2019-03-19 11:21:58,557: radical.entk.appmanager.0000: MainProcess : synchronizer-thread: ERROR : Unknown error in synchronizer: Expected (base) type(s) <type 'str'>, but got <type 'NoneType'>..
Terminating thread
Traceback (most recent call last):
File "/gpfs/u/home/wuh20/github/hpc-workflows/scripts/application_AnEn/year_2/multi-node/venv/lib/python2.7/site-packages/radical/entk/appman/appmanager.py", line 888, in _synchronizer
task_update(msg, '%s-sync-to-cb' % self._sid, props.correlation_id, mq_channel)
File "/gpfs/u/home/wuh20/github/hpc-workflows/scripts/application_AnEn/year_2/multi-node/venv/lib/python2.7/site-packages/radical/entk/appman/appmanager.py", line 641, in task_update
completed_task.from_dict(msg['object'])
File "/gpfs/u/home/wuh20/github/hpc-workflows/scripts/application_AnEn/year_2/multi-node/venv/lib/python2.7/site-packages/radical/entk/task/task.py", line 810, in from_dict
actual_type=type(d['executable']))
TypeError: Expected (base) type(s) <type 'str'>, but got <type 'NoneType'>.
This looks like a problem that we used to have. Does anybody have an idea how to solve this?
Here is my environment.
(venv) wuh20@cheyenne2:~/github/hpc-workflows/scripts/application_AnEn/year_2/multi-node> entk-version
0.7.15
(venv) wuh20@cheyenne2:~/github/hpc-workflows/scripts/application_AnEn/year_2/multi-node> radical-stack
python : 2.7.15
pythonpath :
virtualenv : /gpfs/u/home/wuh20/github/hpc-workflows/scripts/application_AnEn/year_2/multi-node/venv
radical.entk : 0.7.15
radical.pilot : 0.50.21-v0.50.21-2-gbfedd8f@fix-cheyenne
radical.utils : 0.50.3
saga : 0.50.5
Thank you
Looks like even if I revert to the old version and old code, I still get errors.

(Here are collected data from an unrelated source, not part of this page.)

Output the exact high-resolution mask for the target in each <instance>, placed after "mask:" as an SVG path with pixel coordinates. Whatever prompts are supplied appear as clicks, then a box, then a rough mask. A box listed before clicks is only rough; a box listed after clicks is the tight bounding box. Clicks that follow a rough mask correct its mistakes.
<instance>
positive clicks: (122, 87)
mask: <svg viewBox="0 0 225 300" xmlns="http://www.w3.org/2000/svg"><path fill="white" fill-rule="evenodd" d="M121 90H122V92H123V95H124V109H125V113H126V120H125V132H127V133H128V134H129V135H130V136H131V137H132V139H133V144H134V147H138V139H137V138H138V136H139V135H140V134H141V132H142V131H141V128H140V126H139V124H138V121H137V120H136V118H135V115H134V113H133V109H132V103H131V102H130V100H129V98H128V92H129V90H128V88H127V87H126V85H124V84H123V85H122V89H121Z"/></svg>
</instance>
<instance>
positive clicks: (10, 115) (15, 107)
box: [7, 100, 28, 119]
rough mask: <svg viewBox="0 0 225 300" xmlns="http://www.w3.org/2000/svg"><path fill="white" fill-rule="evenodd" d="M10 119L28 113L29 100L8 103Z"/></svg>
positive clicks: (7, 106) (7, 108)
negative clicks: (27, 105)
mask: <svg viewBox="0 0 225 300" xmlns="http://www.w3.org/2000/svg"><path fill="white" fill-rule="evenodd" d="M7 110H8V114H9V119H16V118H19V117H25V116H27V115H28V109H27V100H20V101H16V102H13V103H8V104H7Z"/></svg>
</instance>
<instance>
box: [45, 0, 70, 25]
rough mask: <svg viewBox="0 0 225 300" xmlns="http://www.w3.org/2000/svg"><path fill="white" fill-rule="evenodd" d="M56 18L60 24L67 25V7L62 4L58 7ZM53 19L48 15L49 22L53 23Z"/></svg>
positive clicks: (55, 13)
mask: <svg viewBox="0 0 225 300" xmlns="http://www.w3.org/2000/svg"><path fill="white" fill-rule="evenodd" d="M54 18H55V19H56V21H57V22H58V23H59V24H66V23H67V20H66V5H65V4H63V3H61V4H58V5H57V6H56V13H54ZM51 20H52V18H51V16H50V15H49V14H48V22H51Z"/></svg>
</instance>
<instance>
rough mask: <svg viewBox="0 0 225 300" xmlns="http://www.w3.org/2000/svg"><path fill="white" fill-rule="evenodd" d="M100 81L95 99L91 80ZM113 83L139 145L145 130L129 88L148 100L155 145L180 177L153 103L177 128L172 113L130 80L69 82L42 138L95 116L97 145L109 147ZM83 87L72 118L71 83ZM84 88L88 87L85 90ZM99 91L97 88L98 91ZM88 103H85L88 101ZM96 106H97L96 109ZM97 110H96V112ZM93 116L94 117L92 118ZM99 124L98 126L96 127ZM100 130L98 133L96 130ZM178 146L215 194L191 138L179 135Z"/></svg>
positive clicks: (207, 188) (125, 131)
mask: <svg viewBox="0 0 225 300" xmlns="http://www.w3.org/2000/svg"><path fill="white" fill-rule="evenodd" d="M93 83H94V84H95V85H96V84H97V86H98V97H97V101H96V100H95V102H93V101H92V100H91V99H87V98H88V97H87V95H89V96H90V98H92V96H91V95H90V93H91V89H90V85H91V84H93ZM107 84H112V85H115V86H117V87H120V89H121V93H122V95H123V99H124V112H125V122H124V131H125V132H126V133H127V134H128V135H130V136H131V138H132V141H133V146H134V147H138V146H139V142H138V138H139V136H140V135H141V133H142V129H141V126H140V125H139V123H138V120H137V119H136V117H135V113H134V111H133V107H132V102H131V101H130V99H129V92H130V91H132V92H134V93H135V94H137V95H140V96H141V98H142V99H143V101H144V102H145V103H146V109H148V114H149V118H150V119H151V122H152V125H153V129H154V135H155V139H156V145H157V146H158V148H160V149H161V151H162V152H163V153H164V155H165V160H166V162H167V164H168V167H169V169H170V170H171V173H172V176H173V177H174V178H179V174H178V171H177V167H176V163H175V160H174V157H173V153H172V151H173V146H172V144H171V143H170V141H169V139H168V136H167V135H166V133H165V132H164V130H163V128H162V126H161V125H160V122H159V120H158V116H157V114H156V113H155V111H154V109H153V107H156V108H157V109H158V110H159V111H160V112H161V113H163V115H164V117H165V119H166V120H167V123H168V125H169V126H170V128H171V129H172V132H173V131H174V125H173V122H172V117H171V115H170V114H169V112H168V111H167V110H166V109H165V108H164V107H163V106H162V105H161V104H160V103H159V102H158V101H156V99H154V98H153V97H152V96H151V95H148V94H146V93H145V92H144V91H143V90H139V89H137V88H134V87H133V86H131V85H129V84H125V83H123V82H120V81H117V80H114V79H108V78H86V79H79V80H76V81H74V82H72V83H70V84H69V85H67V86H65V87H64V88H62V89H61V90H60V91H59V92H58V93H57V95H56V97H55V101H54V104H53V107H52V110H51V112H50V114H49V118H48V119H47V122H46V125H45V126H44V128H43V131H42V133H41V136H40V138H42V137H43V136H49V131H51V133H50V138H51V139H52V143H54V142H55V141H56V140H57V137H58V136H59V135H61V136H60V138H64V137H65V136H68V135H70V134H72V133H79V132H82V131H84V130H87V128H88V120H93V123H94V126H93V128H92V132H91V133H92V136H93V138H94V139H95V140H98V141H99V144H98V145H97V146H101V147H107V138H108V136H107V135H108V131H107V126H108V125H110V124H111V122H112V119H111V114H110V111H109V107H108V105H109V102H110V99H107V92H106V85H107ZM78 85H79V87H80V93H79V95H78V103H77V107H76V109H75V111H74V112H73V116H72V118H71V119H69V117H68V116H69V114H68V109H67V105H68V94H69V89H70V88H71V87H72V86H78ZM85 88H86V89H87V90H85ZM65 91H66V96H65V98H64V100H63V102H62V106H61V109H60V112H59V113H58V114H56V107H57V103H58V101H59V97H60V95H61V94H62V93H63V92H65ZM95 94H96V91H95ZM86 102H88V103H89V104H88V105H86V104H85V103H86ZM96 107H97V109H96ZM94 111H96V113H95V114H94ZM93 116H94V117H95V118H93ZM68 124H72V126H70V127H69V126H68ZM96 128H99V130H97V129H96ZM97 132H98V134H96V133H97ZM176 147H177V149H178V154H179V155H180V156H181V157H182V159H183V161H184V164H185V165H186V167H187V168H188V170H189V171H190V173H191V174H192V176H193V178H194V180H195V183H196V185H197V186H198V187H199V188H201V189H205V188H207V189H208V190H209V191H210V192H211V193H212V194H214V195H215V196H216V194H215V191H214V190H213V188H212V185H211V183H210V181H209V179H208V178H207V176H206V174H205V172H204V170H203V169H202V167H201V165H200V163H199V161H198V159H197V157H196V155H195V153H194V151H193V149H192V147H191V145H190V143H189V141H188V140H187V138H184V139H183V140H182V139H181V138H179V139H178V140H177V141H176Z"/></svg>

2019-03-20 14:00:25,335: radical.entk.appmanager.0000: MainProcess : synchronizer-thread: ERROR : Unknown error in synchronizer: Expected (base) type(s) <type 'list'>, but got <type 'unicode'>..
Terminating thread
Traceback (most recent call last): File "/gpfs/u/home/wuh20/github/hpc-workflows/scripts/application_AnEn/year_2/multi-node/venv-old/lib/python2.7/site-packages/radical/e
ntk/appman/appmanager.py", line 907, in _synchronizer
task_update(msg, '%s-sync-to-enq' % self._sid, props.correlation_id, mq_channel) File "/gpfs/u/home/wuh20/github/hpc-workflows/scripts/application_AnEn/year_2/multi-node/venv-old/lib/python2.7/site-packages/radical/e
ntk/appman/appmanager.py", line 641, in task_update
completed_task.from_dict(msg['object']) File "/gpfs/u/home/wuh20/github/hpc-workflows/scripts/application_AnEn/year_2/multi-node/venv-old/lib/python2.7/site-packages/radical/e
ntk/task/task.py", line 778, in from_dict
actual_type=type(d['executable']))
TypeError: Expected (base) type(s) <type 'list'>, but got <type 'unicode'>.
This has been resolved. @vivek-bala is going to make a hot release for this issue. Waiting on Vivek to close this issue.
Resolved.
Hi. I have had some problems running EnTK on Cheyenne. Here is the error message:
The radical pilot sandbox folder should be accessible. It is at
/glade/u/home/wuh20/scratch/radical.pilot.sandbox
. Please let me know how I can assist the debugging process.Thank you very much!